I have to admit, I was a bit unsure when my partner suggested digging up our little grassy garden and chucking down a load of wildflower seeds instead, but look at it now!

It got me thinking about our work and how, so often, we can be conditioned to think we need to do the sensible, conventional thing – to be a neat and controlled lawn – when actually there is so much colour and variety available if we let our wild selves go.

Every day, I’m speaking to people who are stuck in lawn-mode, doing what’s expected of them and curbing their true nature. They are doing everything “right”, but feel like there’s something missing.

Does this sound familiar?

  • Do you notice yourself going through the motions to climb the corporate ladder, despite the fact that those higher rungs don’t look that appealing? 

  • Has it been a while since you feel your true self at work? Have you always felt like you were wearing a mask?

  • Do you feel disconnected from what really matters to you, what makes you feel energised and alive?

If so, you might need to go the way of my garden, and start sowing your career some wildflower seeds! How this might look in practice…

  • Do one thing outside of work each week that is new and fun – not because you think it will directly lead to your new career, but because it will jolt you into a different headspace and allow your brain to start creating new connections.

  • Get curious and speak to a whole load of random people about their work – not because you definitely want to do their job, but to free up your mind to new possibilities.

  • Carve out time for what you enjoy – hobbies, activities, time with friends - and do it even if you don’t feel like it, because chances are, once you’re in action you’ll feel more motivated. 
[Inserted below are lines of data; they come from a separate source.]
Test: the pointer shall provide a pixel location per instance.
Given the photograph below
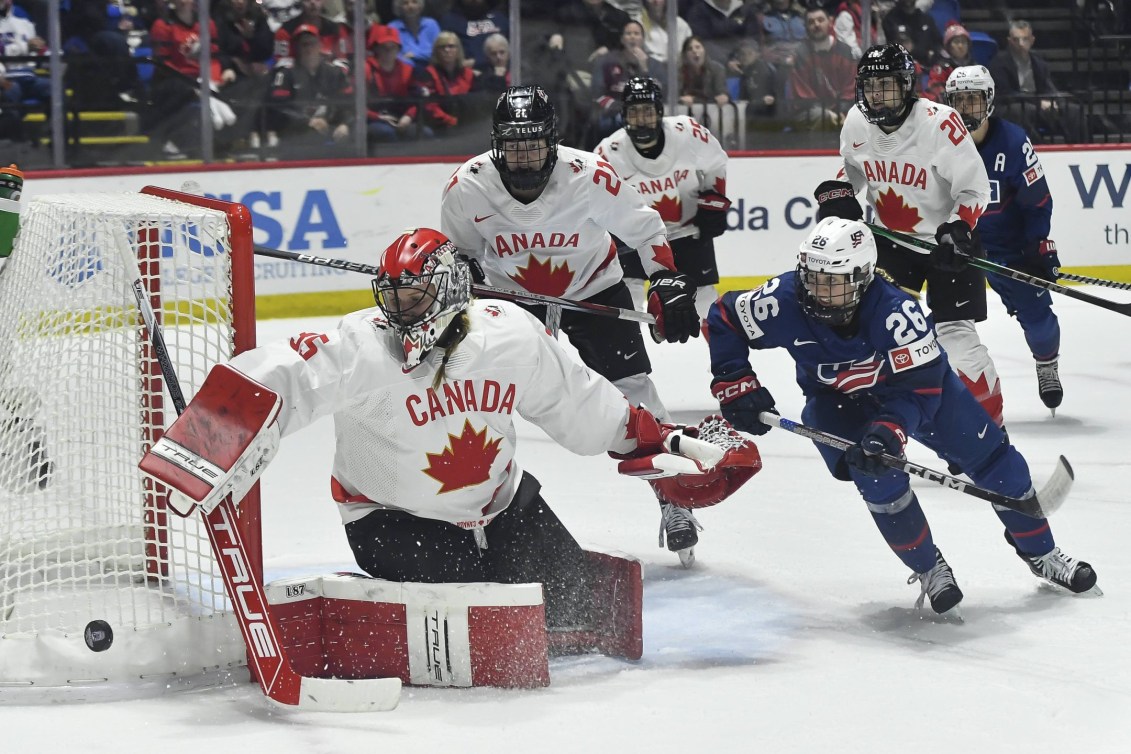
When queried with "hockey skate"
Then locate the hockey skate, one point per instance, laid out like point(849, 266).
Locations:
point(939, 585)
point(1060, 570)
point(681, 529)
point(1049, 384)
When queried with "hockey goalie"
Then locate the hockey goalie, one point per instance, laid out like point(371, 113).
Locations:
point(471, 579)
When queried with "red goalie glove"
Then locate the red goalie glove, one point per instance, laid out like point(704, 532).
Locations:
point(691, 467)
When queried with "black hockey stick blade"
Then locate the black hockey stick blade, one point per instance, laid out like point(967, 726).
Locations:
point(986, 266)
point(1034, 506)
point(478, 289)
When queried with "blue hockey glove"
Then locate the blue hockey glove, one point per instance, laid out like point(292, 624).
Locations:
point(1041, 259)
point(882, 435)
point(957, 243)
point(672, 302)
point(837, 199)
point(742, 398)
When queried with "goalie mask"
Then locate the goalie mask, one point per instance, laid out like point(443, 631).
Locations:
point(836, 265)
point(969, 91)
point(886, 85)
point(422, 287)
point(524, 138)
point(642, 110)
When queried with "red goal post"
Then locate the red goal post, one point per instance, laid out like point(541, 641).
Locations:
point(100, 585)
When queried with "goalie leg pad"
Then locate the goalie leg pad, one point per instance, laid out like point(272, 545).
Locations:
point(219, 444)
point(428, 634)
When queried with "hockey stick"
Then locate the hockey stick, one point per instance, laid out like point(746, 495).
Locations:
point(1094, 280)
point(277, 678)
point(911, 242)
point(486, 291)
point(1044, 503)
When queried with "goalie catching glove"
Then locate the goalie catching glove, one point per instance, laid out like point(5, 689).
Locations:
point(691, 467)
point(219, 445)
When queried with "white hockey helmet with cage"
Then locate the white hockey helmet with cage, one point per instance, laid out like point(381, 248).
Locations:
point(974, 79)
point(421, 288)
point(835, 266)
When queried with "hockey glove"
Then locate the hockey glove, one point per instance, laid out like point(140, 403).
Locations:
point(672, 302)
point(837, 199)
point(1042, 260)
point(957, 244)
point(710, 217)
point(882, 435)
point(742, 398)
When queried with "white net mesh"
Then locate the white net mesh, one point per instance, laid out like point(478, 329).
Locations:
point(83, 536)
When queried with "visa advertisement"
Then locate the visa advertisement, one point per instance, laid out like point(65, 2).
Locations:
point(353, 211)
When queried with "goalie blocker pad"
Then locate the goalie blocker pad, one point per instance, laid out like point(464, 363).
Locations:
point(219, 444)
point(352, 626)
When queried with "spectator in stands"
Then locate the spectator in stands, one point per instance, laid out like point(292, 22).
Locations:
point(603, 19)
point(247, 40)
point(391, 89)
point(783, 31)
point(417, 32)
point(925, 40)
point(447, 80)
point(610, 74)
point(957, 51)
point(335, 37)
point(18, 37)
point(848, 25)
point(174, 88)
point(310, 102)
point(100, 71)
point(473, 22)
point(722, 25)
point(494, 78)
point(11, 118)
point(822, 84)
point(701, 79)
point(656, 36)
point(1026, 93)
point(758, 83)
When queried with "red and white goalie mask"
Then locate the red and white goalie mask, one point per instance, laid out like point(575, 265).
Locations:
point(422, 287)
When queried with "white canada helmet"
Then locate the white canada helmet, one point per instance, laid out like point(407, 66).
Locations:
point(970, 78)
point(835, 266)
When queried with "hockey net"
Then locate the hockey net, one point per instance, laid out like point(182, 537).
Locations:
point(83, 536)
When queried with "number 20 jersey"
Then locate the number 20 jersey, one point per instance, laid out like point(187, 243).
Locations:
point(926, 173)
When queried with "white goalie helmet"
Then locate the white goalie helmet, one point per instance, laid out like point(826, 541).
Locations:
point(835, 266)
point(969, 91)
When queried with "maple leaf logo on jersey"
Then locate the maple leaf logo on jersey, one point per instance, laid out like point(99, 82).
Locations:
point(541, 276)
point(970, 215)
point(671, 209)
point(895, 213)
point(465, 461)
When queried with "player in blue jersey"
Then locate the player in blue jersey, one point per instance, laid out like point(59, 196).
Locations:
point(872, 371)
point(1015, 226)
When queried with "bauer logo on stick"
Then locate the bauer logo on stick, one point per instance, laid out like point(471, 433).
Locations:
point(98, 635)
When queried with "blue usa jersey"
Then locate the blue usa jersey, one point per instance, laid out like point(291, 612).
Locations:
point(1020, 206)
point(894, 356)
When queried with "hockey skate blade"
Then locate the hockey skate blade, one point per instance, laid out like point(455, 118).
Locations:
point(344, 695)
point(1055, 491)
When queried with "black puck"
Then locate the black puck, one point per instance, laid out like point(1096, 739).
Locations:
point(98, 635)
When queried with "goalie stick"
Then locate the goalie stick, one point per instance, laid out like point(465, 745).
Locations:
point(986, 266)
point(277, 678)
point(478, 289)
point(1043, 504)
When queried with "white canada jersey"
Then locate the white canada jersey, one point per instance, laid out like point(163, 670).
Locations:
point(692, 161)
point(926, 173)
point(559, 244)
point(441, 452)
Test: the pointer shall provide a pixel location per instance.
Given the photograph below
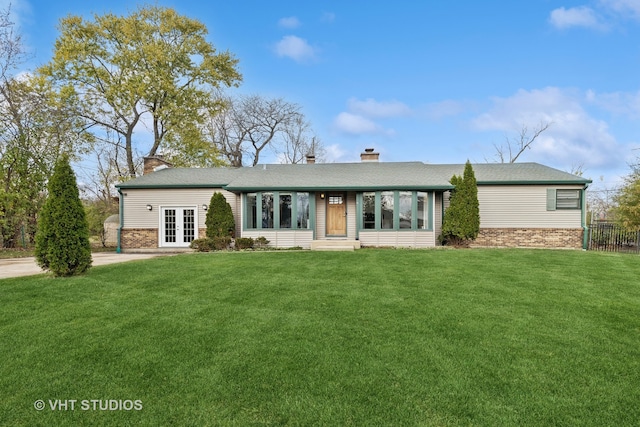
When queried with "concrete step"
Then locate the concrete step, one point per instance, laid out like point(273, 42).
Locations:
point(335, 245)
point(334, 248)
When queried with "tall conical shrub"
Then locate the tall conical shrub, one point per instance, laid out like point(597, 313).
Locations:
point(462, 218)
point(62, 239)
point(220, 221)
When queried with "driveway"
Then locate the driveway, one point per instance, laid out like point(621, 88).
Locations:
point(16, 267)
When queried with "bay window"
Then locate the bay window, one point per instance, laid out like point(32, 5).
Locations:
point(277, 210)
point(395, 210)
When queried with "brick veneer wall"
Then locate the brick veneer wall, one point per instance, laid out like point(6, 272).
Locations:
point(566, 238)
point(139, 238)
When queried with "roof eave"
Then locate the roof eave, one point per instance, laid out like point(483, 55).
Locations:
point(536, 182)
point(149, 186)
  • Get wild at work – if you can, take the initiative to mix things up in your current job, rather than playing by “the rules”: ask to contribute to a project that’s not within your remit but more aligned with your interests, tell your manager the skills you enjoy using and see what you can do to build on them, see if you can work-shadow a different department or take a colleague from that department out to coffee, ask to go part time so you have more time to explore outside of work.

Sometimes, just having the intention to let out a bit of your authentic wild side at work – to stop playing “by the book” and being honest about who you are, what you care about, and what you want can lead to exciting new opportunities and connections.

Each one of us has the seeds of these wildflowers within us. Rather than weeding them out, I wonder what would happen if you watered them and allowed them to bloom in all their higgledy-piggledy, untamed beauty…

As Glennon Doyle says in her wonderful book Untamed:

“And now that we don’t have to be good, we can be free.”